Enterprises that have several physical locations—branch offices, data centers, remote offices—often need robust, scalable, and resilient routing between sites. Static routes quickly become unwieldy and fragile. The Border Gateway Protocol (BGP), when configured correctly in a multi‑site context, enables dynamic, policy‑driven, failover‑capable routing between your sites.
In this article we’ll cover how to design, configure, and tune BGP across multiple sites—what settings and practices often get overlooked, how to minimize downtime risk, and how to manage routing policy for performance, security, and scalability.
What is BGP and Why Use It Between Sites
- BGP is a path‑vector protocol, designed to advertise and maintain routing information among autonomous systems (ASes) or between routers in different domains.
- In multi‑site enterprise networks, it enables dynamic route advertisement, failover, multipath redundancy, load balancing, and policy‑based routing.
- When you have several locations, especially with multiple ISPs or inter‑site WAN links, BGP avoids you having to manually configure static routes everywhere, and can dynamically adapt to link failures or path changes.
Key Design Considerations Before You Start
| Factor | Why It Matters |
|---|---|
| ASN Plan (single vs multiple ASNs) | Determines how your sites interconnect; whether you need iBGP or eBGP links, and how you advertise your prefixes externally. |
| Peering Topology | Full mesh?

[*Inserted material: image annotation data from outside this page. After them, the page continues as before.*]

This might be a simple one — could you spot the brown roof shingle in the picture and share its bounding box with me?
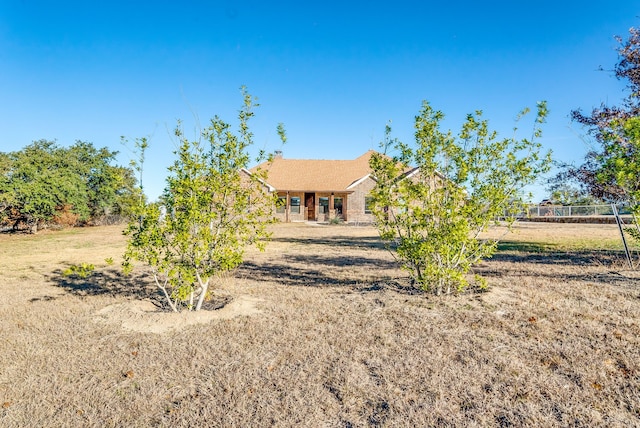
[251,150,375,192]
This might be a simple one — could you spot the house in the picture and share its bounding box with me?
[252,150,400,223]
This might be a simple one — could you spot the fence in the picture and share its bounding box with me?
[520,205,631,217]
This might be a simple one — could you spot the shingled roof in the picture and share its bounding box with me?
[251,150,375,192]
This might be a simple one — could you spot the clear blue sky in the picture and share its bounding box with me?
[0,0,640,199]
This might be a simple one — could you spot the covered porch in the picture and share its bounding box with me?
[276,191,351,223]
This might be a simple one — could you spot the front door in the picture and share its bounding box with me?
[304,193,316,221]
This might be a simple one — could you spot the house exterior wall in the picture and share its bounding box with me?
[274,192,307,223]
[346,177,376,223]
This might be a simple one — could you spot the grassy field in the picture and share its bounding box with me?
[0,223,640,427]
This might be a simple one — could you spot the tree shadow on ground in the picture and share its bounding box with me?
[235,256,422,294]
[271,236,386,250]
[47,265,163,307]
[284,255,397,269]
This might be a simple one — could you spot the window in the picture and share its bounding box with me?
[291,196,300,214]
[333,197,342,215]
[318,197,329,214]
[364,196,373,214]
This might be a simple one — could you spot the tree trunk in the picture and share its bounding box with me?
[196,273,209,311]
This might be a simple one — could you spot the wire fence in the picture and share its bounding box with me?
[520,205,631,217]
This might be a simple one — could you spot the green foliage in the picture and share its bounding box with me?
[124,88,285,311]
[370,102,550,294]
[0,140,135,230]
[568,28,640,204]
[62,263,95,279]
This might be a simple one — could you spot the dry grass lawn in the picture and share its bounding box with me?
[0,224,640,427]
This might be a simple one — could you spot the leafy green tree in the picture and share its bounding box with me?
[547,176,603,205]
[370,102,550,294]
[124,88,285,311]
[0,140,135,232]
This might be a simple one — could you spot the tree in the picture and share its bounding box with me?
[568,28,640,207]
[0,140,135,232]
[124,88,285,312]
[370,102,550,294]
[547,173,602,205]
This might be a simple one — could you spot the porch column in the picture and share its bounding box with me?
[284,190,291,223]
[329,192,335,220]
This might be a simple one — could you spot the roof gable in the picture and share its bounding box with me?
[251,150,375,192]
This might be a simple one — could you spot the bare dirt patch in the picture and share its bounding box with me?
[94,295,260,334]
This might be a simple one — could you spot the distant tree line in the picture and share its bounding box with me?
[0,140,142,233]
[549,28,640,211]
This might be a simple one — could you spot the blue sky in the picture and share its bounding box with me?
[0,0,640,199]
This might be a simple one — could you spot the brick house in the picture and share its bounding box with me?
[252,150,402,223]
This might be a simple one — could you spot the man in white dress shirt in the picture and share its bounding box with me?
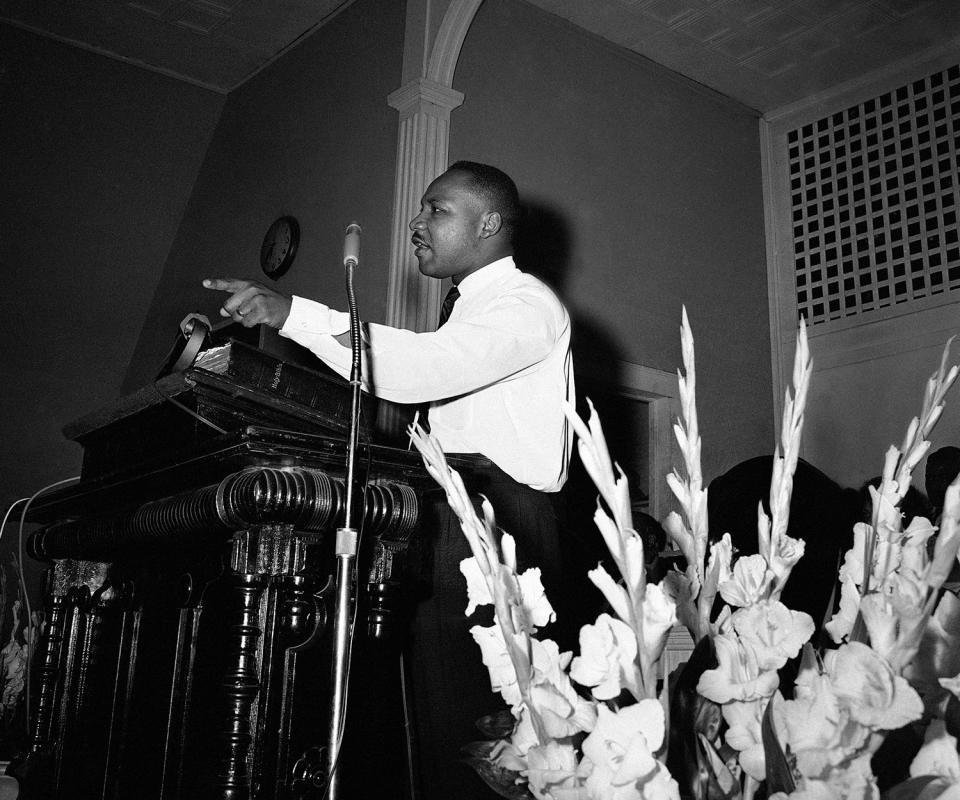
[204,162,574,800]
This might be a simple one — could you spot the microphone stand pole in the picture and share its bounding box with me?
[327,223,363,800]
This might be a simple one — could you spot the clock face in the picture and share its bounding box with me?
[260,217,300,279]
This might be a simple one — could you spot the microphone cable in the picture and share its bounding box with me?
[0,475,80,739]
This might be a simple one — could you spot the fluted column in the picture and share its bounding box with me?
[387,78,463,331]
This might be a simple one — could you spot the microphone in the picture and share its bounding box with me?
[343,222,361,267]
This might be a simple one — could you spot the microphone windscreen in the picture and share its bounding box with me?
[343,222,361,266]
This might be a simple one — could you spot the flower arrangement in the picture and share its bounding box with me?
[411,309,960,800]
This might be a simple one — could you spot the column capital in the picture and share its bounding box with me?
[387,78,464,118]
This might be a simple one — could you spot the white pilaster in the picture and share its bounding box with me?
[387,78,463,331]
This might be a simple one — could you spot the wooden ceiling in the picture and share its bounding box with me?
[0,0,960,113]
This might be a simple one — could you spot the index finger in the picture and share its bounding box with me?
[203,278,250,292]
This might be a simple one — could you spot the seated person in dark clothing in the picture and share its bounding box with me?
[924,445,960,523]
[707,456,860,644]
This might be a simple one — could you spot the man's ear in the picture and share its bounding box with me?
[480,211,503,239]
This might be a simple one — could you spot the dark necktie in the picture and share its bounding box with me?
[420,286,460,433]
[437,286,460,330]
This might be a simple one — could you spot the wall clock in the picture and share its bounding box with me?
[260,216,300,280]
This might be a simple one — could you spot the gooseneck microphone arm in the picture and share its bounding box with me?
[327,222,363,800]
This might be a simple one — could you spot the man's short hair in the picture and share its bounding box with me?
[447,161,523,242]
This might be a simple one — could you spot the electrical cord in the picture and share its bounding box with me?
[7,475,80,737]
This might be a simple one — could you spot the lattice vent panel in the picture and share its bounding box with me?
[787,61,960,325]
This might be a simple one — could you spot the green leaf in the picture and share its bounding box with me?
[760,692,797,794]
[881,775,951,800]
[460,742,532,800]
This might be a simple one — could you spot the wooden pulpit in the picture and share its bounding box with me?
[12,341,488,800]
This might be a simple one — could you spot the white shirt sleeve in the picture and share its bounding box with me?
[280,292,559,403]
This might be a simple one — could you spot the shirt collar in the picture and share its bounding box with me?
[457,256,517,297]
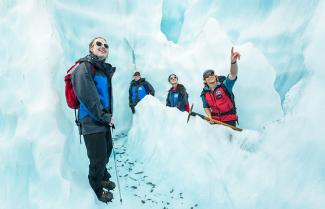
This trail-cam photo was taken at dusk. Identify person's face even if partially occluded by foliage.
[204,73,217,84]
[169,75,178,85]
[90,38,109,59]
[133,75,141,81]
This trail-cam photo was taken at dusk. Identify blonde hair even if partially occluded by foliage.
[89,36,107,53]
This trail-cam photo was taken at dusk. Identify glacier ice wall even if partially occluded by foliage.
[0,0,325,209]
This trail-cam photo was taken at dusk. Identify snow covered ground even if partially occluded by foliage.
[0,0,325,209]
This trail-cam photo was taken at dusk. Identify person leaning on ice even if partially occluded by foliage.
[72,37,115,202]
[201,47,240,126]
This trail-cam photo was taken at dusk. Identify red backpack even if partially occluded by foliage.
[64,61,95,110]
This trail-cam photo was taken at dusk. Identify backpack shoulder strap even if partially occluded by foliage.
[79,60,96,78]
[220,83,236,111]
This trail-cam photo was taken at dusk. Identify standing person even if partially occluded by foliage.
[201,47,240,126]
[129,71,155,114]
[71,37,115,203]
[166,74,189,112]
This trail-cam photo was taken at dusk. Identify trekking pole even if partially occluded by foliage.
[111,125,122,205]
[187,104,243,131]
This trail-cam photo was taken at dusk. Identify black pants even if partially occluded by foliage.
[84,129,113,197]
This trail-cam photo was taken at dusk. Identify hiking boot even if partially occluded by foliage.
[98,190,113,203]
[101,180,116,190]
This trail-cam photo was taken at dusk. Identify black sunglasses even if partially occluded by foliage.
[96,41,108,49]
[169,76,177,80]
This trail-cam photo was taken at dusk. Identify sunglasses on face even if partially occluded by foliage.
[203,71,214,79]
[96,41,108,49]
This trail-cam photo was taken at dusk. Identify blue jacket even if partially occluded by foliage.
[72,55,115,135]
[166,84,188,111]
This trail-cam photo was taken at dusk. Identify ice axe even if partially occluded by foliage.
[187,104,243,131]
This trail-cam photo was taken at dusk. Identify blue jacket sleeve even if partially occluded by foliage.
[71,62,112,124]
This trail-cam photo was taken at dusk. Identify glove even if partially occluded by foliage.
[130,105,135,114]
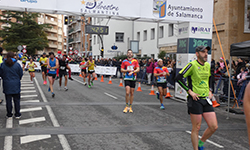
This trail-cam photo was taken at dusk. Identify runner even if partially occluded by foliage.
[27,58,37,82]
[79,58,88,86]
[121,49,140,113]
[59,55,68,91]
[21,54,28,71]
[86,56,96,88]
[176,46,218,150]
[154,59,170,110]
[48,52,59,97]
[39,53,48,85]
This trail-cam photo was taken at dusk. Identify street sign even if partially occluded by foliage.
[17,45,23,51]
[74,50,78,55]
[85,25,109,35]
[23,45,27,53]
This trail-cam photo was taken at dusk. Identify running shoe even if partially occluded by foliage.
[160,105,165,110]
[123,106,129,113]
[156,91,160,99]
[64,86,68,91]
[129,107,133,113]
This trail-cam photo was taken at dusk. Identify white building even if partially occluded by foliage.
[91,18,177,58]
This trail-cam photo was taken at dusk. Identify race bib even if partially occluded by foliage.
[158,77,166,83]
[127,66,134,71]
[60,66,65,70]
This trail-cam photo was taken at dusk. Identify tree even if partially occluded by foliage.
[0,11,51,55]
[158,51,166,59]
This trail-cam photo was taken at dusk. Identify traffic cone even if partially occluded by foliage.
[119,79,123,86]
[149,85,155,95]
[108,76,113,84]
[212,95,220,108]
[136,82,142,92]
[165,87,172,98]
[100,76,104,82]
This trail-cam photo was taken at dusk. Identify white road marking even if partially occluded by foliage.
[19,117,46,125]
[22,100,40,103]
[20,135,51,144]
[21,90,36,94]
[21,95,37,98]
[34,78,71,150]
[20,107,43,112]
[21,87,35,90]
[3,118,13,150]
[104,92,117,99]
[186,131,224,148]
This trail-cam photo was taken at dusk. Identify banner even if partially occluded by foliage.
[0,0,214,23]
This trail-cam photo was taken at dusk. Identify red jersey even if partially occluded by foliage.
[154,66,169,83]
[121,58,140,81]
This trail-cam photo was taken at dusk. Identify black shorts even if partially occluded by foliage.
[41,66,47,74]
[124,80,136,88]
[81,69,87,73]
[157,83,167,89]
[48,73,56,79]
[59,70,68,78]
[88,71,95,74]
[187,96,214,114]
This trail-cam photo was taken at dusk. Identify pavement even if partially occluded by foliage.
[0,72,248,150]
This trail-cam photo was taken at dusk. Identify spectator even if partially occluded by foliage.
[0,52,23,119]
[146,59,154,84]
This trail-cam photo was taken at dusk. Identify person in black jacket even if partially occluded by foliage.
[0,52,23,119]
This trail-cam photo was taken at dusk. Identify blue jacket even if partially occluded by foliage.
[0,59,23,94]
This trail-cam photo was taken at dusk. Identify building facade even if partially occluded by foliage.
[37,13,64,54]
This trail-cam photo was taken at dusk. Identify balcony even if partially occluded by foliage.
[45,19,57,25]
[46,28,57,33]
[49,44,57,48]
[47,36,57,41]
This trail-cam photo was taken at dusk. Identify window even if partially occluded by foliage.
[168,24,174,37]
[151,28,155,40]
[137,32,141,41]
[115,33,124,42]
[143,30,148,41]
[159,26,164,38]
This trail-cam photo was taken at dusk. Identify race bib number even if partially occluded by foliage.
[60,66,65,70]
[127,66,134,71]
[158,77,166,83]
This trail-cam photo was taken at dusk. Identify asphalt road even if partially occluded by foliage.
[0,73,248,150]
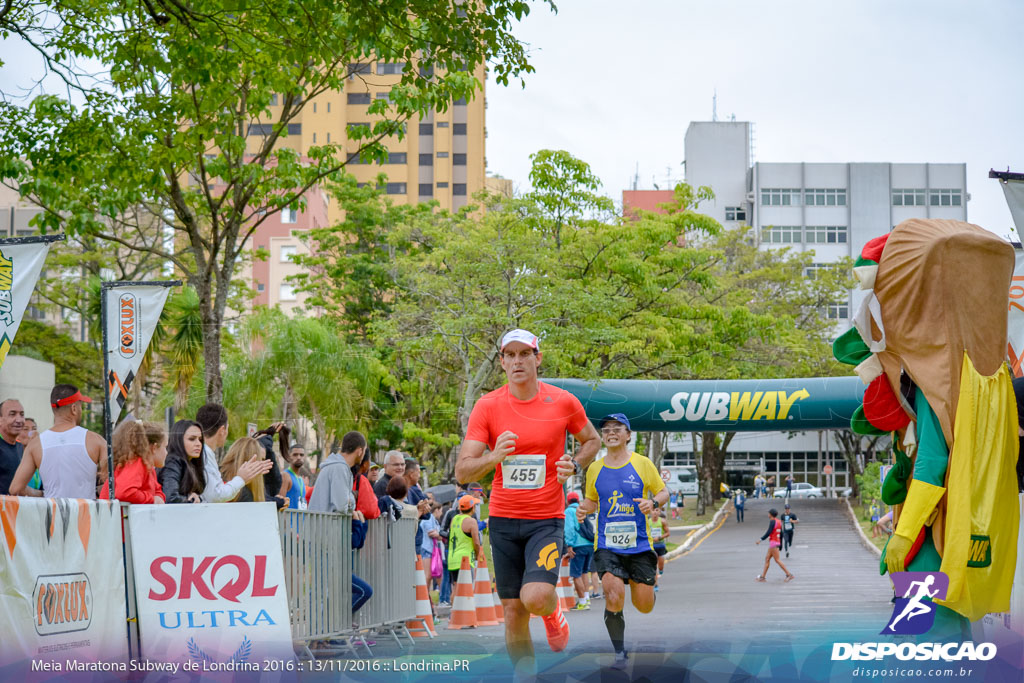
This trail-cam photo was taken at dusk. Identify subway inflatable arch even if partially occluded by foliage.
[544,377,864,432]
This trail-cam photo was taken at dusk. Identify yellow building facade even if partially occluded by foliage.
[250,60,486,223]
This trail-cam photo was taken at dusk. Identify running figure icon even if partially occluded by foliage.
[889,574,939,631]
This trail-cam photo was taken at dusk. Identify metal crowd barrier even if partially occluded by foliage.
[279,509,354,643]
[354,516,420,633]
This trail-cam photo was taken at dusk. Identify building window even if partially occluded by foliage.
[761,187,800,206]
[825,303,850,321]
[893,188,925,206]
[804,187,846,206]
[761,225,803,245]
[805,225,847,245]
[804,263,829,280]
[725,206,746,220]
[928,189,963,206]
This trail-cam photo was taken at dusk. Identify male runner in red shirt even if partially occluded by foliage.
[455,330,601,674]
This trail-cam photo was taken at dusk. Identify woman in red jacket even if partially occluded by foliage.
[352,449,381,519]
[99,420,167,503]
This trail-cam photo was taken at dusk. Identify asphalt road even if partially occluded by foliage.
[315,499,909,680]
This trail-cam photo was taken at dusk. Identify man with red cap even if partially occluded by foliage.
[10,384,106,498]
[455,330,601,676]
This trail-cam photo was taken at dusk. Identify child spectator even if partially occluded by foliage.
[99,420,167,504]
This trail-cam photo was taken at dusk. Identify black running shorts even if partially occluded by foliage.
[487,517,565,600]
[594,548,657,586]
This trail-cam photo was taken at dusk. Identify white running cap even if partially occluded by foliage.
[502,330,541,351]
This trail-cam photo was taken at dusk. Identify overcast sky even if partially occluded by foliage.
[486,0,1024,234]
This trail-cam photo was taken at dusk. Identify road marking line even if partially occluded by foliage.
[669,507,730,562]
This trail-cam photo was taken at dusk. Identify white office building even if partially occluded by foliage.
[666,121,970,487]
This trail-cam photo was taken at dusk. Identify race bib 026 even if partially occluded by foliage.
[604,521,637,550]
[502,455,548,488]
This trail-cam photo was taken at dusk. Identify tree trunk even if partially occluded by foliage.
[647,432,669,470]
[690,432,712,517]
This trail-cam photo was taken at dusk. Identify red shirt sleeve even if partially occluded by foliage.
[114,458,153,503]
[466,397,492,447]
[355,474,381,519]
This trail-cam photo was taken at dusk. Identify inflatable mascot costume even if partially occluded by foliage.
[833,219,1020,639]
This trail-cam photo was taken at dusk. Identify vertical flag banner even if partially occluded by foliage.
[102,281,181,425]
[0,234,63,366]
[988,171,1024,377]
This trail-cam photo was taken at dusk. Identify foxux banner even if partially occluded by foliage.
[102,281,181,425]
[0,496,128,667]
[0,234,63,366]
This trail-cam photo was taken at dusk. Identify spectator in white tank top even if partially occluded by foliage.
[10,384,106,498]
[196,403,273,503]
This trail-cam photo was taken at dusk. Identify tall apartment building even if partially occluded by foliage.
[623,121,970,487]
[249,60,489,309]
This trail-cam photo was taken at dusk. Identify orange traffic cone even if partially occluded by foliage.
[449,557,476,630]
[406,557,437,638]
[490,589,505,624]
[556,555,575,609]
[473,557,498,626]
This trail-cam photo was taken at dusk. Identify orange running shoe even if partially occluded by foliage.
[543,602,569,652]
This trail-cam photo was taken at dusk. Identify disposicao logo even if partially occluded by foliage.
[882,571,949,636]
[831,571,996,661]
[658,389,811,422]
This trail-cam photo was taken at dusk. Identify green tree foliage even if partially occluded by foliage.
[0,0,552,400]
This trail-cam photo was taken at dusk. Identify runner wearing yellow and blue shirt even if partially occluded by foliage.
[577,413,669,668]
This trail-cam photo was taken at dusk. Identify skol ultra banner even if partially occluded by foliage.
[103,283,176,424]
[0,236,63,366]
[0,496,128,672]
[128,503,294,674]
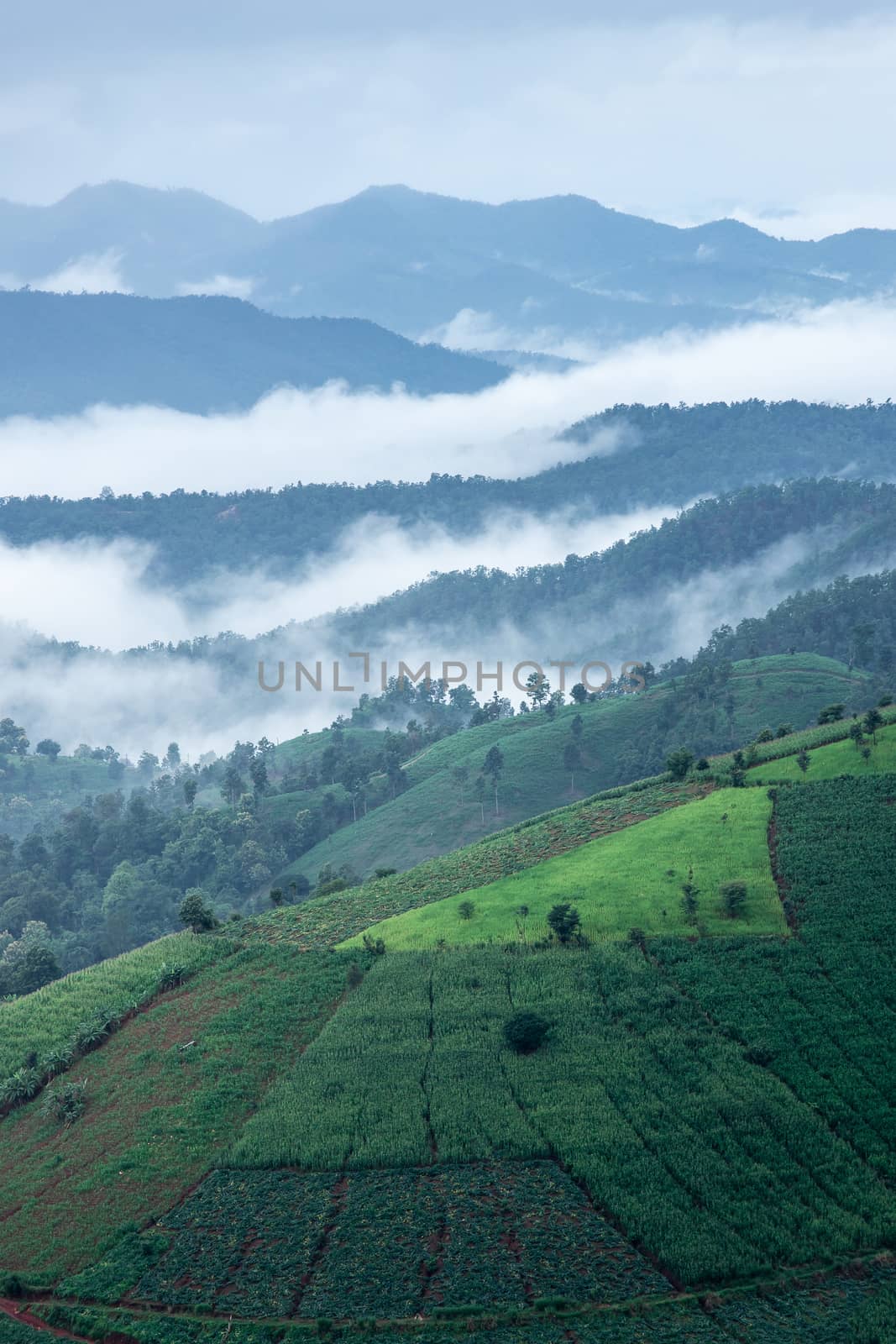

Hub‑and‑spoke? Partial mesh? Affects scalability and convergence time. |
| WAN Link Redundancy | Multiple WAN paths ensure failover, but you need consistent policies to avoid routing loops or blackholing. |
| Prefix Aggregation | Helps reduce routing table size, avoid propagation of many /32s or /24s across all peers. |
| Routing Policy (import/export) | Control which prefixes are advertised, which path is preferred, how to handle metric or local preference. |
| Security Controls | Authentication, prefix filtering, AS path filtering, avoiding route leaks. |
Step‑By‑Step: Configuring BGP Between Multiple Sites
Here’s a general procedure, with details that often go unnoticed.
1. Decide on iBGP vs eBGP Between Sites
- iBGP is typically used when multiple routers share the same ASN. It’s useful for internal site interconnections. In iBGP, each router must know routes via other routers; full mesh or route reflectors are needed.
- eBGP is used when connecting to routers in different ASNs—such as between your sites if you allocate different ASNs per site, or between your network and ISPs.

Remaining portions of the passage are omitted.